Based on user studies, the speech version of the calendar was designed to support extensive use of pronominal references, which are common in conversational speech, as well as use of relative dates, which are essential if no graphical calendar is available.

Weather

The weather application provides an interface to the University of Michigan's on-line Weather Underground forecasts. Users can call up and ask for weather for states and for major cities around the country. For example, the user can say:

   What's the weather in Seattle?

   How about Texas?

   I'd like the extended forecast for Boston.

Stock Quotes

Like the weather application, the stock quotes application provides a speech interface to a dynamic data feed. The user is able to ask for the prices of selected stocks, or ask about their highs, lows, and volume. Sample queries include:

   What's the price of Sun?

   What was the volume?

   Tell me about IBM.

Notify

Somewhat different from the other applications, Notify allows users to request SpeechActs to call them at a pre-defined location or at a telephone number entered using the keypad. This is useful for wake-up calls or for reminder messages. When the user sets up the call, they may either opt to record a message or select an application. When the telephone rings at the appointed time, SpeechActs asks to speak to the user who initiated the call. Once the person provides his or her password, the recorded message is played or the selected application is started up.

Common Features

As with multiple graphical applications running in the same environment, SpeechActs supports a standard set of functions that are always available in any application. For example, the user may always switch to a different application, ask for help, transfer the call to another number, or end a session by saying "good bye."

UNDERLYING TECHNOLOGY

The SpeechActs Application Framework supports the use of speech recognizers and speech synthesizers as plug-in components.
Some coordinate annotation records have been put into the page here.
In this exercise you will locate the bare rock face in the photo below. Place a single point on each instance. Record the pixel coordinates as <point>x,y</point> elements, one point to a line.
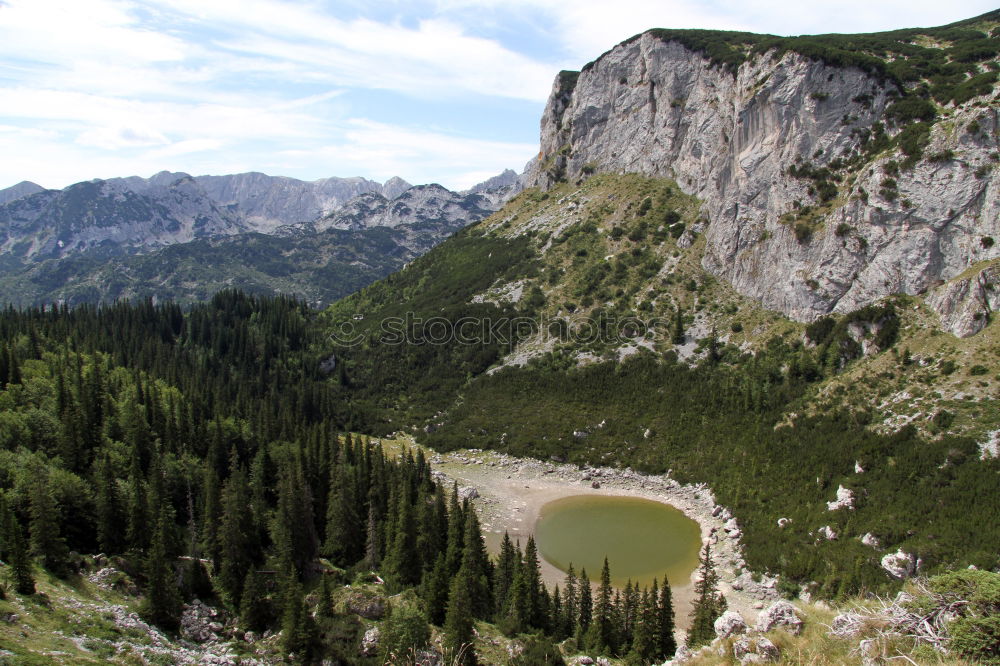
<point>966,303</point>
<point>729,137</point>
<point>729,624</point>
<point>845,500</point>
<point>780,614</point>
<point>900,564</point>
<point>370,642</point>
<point>755,650</point>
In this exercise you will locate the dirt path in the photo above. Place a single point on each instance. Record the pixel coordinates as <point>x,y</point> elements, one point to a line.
<point>511,492</point>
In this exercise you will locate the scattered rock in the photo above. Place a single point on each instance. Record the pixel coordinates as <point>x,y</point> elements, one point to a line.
<point>200,622</point>
<point>780,614</point>
<point>899,564</point>
<point>467,492</point>
<point>870,540</point>
<point>846,625</point>
<point>827,533</point>
<point>366,604</point>
<point>370,641</point>
<point>729,624</point>
<point>845,500</point>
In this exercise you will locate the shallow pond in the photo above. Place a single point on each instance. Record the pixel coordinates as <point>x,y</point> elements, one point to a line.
<point>642,539</point>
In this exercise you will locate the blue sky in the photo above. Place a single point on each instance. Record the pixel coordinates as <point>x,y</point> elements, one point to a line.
<point>447,91</point>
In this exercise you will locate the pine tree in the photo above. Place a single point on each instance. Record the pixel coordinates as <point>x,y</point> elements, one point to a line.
<point>602,632</point>
<point>137,525</point>
<point>20,563</point>
<point>665,642</point>
<point>300,635</point>
<point>434,590</point>
<point>458,624</point>
<point>644,644</point>
<point>534,610</point>
<point>570,614</point>
<point>709,603</point>
<point>586,607</point>
<point>47,543</point>
<point>402,565</point>
<point>507,564</point>
<point>162,605</point>
<point>344,536</point>
<point>110,514</point>
<point>235,537</point>
<point>254,611</point>
<point>324,607</point>
<point>476,568</point>
<point>678,335</point>
<point>372,558</point>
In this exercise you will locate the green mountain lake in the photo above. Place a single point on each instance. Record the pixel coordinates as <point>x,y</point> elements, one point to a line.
<point>642,539</point>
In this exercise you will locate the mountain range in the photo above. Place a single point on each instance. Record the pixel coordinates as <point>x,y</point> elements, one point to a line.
<point>174,236</point>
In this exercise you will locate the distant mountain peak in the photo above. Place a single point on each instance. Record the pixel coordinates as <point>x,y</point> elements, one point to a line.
<point>22,189</point>
<point>394,187</point>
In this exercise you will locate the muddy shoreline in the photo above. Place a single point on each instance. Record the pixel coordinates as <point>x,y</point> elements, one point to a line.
<point>509,492</point>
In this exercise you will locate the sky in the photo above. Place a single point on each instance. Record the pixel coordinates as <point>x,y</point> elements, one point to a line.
<point>445,91</point>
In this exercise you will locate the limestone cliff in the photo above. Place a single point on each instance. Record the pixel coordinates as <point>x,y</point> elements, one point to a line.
<point>811,204</point>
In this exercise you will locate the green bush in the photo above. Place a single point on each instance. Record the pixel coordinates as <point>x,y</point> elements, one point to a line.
<point>975,596</point>
<point>405,630</point>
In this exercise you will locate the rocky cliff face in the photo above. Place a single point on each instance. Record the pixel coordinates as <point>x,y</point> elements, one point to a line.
<point>423,206</point>
<point>109,216</point>
<point>22,189</point>
<point>731,135</point>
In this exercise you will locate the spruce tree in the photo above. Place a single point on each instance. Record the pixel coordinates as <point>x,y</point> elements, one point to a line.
<point>534,610</point>
<point>586,606</point>
<point>458,625</point>
<point>47,543</point>
<point>324,606</point>
<point>709,603</point>
<point>299,633</point>
<point>402,565</point>
<point>20,562</point>
<point>644,643</point>
<point>602,632</point>
<point>665,641</point>
<point>476,566</point>
<point>678,334</point>
<point>162,605</point>
<point>254,611</point>
<point>504,574</point>
<point>110,514</point>
<point>434,590</point>
<point>372,558</point>
<point>235,537</point>
<point>570,614</point>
All speech recognizers that are currently supported by the framework are grammar-based, speaker-independent, continuous speech recognizers.
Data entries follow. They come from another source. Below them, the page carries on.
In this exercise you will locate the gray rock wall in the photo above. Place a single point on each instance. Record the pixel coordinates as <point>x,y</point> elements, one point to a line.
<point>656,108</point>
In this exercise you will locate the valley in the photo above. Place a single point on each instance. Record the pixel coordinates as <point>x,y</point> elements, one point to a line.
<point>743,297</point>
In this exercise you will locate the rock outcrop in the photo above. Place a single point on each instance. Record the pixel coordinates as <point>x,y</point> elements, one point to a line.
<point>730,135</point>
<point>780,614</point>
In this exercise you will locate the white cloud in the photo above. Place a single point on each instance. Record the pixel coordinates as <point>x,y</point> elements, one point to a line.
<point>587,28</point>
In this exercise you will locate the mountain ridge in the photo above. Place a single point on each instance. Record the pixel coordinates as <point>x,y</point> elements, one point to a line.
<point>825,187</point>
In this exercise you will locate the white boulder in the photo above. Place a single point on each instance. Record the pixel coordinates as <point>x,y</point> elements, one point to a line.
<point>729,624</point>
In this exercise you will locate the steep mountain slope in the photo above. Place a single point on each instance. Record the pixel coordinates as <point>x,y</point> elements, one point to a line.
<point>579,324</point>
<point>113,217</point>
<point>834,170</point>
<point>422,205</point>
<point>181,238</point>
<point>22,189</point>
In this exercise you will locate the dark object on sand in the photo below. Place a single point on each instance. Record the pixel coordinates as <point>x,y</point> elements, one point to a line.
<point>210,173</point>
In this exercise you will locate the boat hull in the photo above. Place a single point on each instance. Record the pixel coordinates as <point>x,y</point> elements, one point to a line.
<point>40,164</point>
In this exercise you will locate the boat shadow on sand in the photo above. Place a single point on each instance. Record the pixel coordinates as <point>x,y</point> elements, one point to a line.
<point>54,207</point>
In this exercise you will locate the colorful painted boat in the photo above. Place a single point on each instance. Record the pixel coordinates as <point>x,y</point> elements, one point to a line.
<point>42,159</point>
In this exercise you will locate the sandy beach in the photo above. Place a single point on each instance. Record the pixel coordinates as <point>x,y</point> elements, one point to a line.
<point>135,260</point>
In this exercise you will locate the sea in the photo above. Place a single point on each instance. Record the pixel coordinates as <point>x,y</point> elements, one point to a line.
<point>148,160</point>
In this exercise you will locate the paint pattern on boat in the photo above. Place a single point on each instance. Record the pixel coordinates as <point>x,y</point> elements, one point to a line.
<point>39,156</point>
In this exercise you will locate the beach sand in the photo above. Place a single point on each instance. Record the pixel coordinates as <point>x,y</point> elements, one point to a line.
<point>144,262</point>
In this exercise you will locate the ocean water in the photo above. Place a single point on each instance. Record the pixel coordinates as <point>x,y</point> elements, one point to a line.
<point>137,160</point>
To simplify the software developer's task of writing an application that can be used with speech recognizers from different vendors, the SpeechActs framework includes a Unified Grammar language. This language allows developers to write speech recognition grammars in a recognizer-independent manner. In addition, the Unified Grammars can be augmented with tests and actions for our Swiftus natural language processor. Swiftus is responsible for translating the conversational speech input into sets of feature/value pairs that are easier for a backend application to parse than English-language sentences.
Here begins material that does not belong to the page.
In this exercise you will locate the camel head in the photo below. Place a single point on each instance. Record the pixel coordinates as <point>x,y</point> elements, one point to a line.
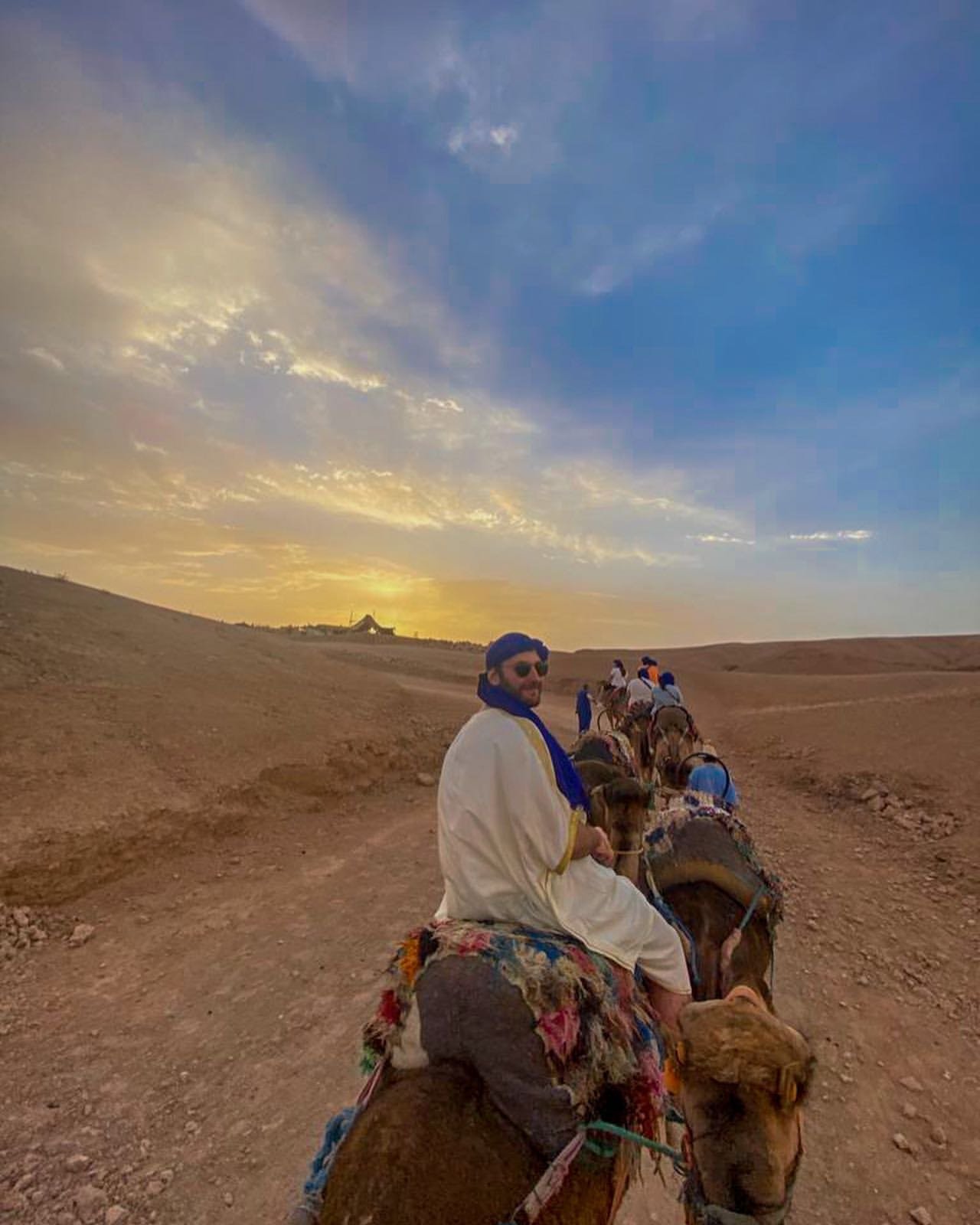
<point>741,1076</point>
<point>620,808</point>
At run time, a Discourse Manager keeps track of state and other information necessary for successful communication with the user. The Discourse Manager interprets the meaning of pronouns, translates relative dates into specific ones, disambiguates ambiguous user names, and stores common information so that it can be shared by the applications.

ABOUT THE VIDEO

The SpeechActs software being demonstrated in the video runs on any SparcStation and uses Sun's XTL telephony software. For the demonstration, SpeechActs was configured with the HARK speech recognizer from BBN and the TruVoice synthesizer from Centigram. The speech versions of the applications, the Unified Grammar language, the Swiftus natural language processor, and the Discourse Manager were all developed by the Speech Applications Group at Sun Microsystems Laboratories.

REFERENCES

1. Martin, Paul and Andrew Kehler. "SpeechActs: A Testbed for Continuous Speech Applications," AAAI-94 Workshop on the Integration of Natural Language and Speech Processing, 12th National Conference on AI, Seattle, WA, July 31-August 1, 1994.

2. Yankelovich, Nicole, Gina-Anne Levow, and Matt Marx. "Designing SpeechActs: Issues in Speech User Interfaces," SIGCHI `95, Human Factors in Computing Systems Proceedings, Denver, CO, May 7-11, 1995.

3. Yankelovich, Nicole and Eric Baatz. "SpeechActs: A Framework for Building Speech Applications," AVIOS `94 Conference Proceedings, San Jose, CA, September 20-23, 1994.